A couple of weeks ago we were visiting my husband’s family and his eldest sister and her kids were there too.

She’s divorced and came up with the idea that we should all go on holiday together, as it would be nice for her children.

She wants to go abroad in May half term, but I’ll be seven months pregnant by then and don’t know if I’ll feel up to it.

It’s taken us a long time to get pregnant and I always felt my sister-in-law was smug about the fact she popped out three kids no problem. She hasn’t thought about the fact a big holiday when I’m pregnant might not be what I want.

I get along OK with the rest of his family and my nieces and nephew are great, but I’ve never taken to her (she’s snooty) and I don’t want to spend a fortune on a stressful week with her.

My husband isn’t very ­sympathetic. He says I’m ­pregnant, not ill, and that I might not see eye-to-eye with his sister on everything but she’s been through a rough time with the divorce and could use the support.

I don’t want to cause a major fuss, but I really don’t want to go! What do you think and how can I work this out?

Coleen says

First of all, having had several friends who struggled to conceive, I know it’s normal to feel extra-sensitive around people with babies and children.

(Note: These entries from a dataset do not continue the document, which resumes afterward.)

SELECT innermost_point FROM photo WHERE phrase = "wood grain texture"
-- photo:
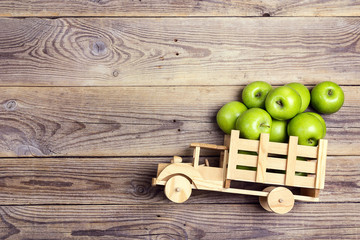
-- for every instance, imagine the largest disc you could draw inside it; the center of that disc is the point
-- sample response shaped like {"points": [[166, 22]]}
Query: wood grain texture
{"points": [[178, 51], [128, 181], [134, 121], [174, 221], [46, 8]]}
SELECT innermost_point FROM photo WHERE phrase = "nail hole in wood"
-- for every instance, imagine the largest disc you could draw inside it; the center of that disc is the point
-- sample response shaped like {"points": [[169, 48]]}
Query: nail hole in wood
{"points": [[10, 105], [116, 73]]}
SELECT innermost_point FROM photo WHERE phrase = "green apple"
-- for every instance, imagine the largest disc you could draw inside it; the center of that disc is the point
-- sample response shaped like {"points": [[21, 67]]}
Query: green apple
{"points": [[307, 127], [283, 103], [321, 120], [227, 115], [327, 97], [254, 94], [304, 94], [278, 131], [252, 122]]}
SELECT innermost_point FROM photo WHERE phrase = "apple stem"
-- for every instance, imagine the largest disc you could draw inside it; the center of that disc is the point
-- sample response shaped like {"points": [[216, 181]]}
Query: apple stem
{"points": [[264, 125]]}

It’s understandable because you’re going through a tough time and it’s hard to see happy couples for whom having kids has been a breeze. It feels unfair.

Maybe you’ve carried a bit of this into your relationship with your sister-in-law.

But now you’re pregnant, it could be an ­opportunity to bond with her over something you both have in common. You could even confide in her that you’re nervous about being away from home when you’re pregnant, as it’s your first baby.

It might open the door to a better relationship and she may be able to reassure you.

Another option is to give your hubby your blessing to go away with his family without you – it’s only for a week. You could use the time to relax at home and do nice things for yourself.

I do think he is being a bit insensitive. He’s right, you’re not ill, but you are growing a human inside you and you’re going to be a bit anxious, ­especially as your road to ­pregnancy hasn’t been easy.

If you really don’t want to go, don’t go. But don’t make it all about his sister. Try to help your husband see that the holiday won’t be relaxing or enjoyable for you if you’re worrying about being away from home and your usual support network.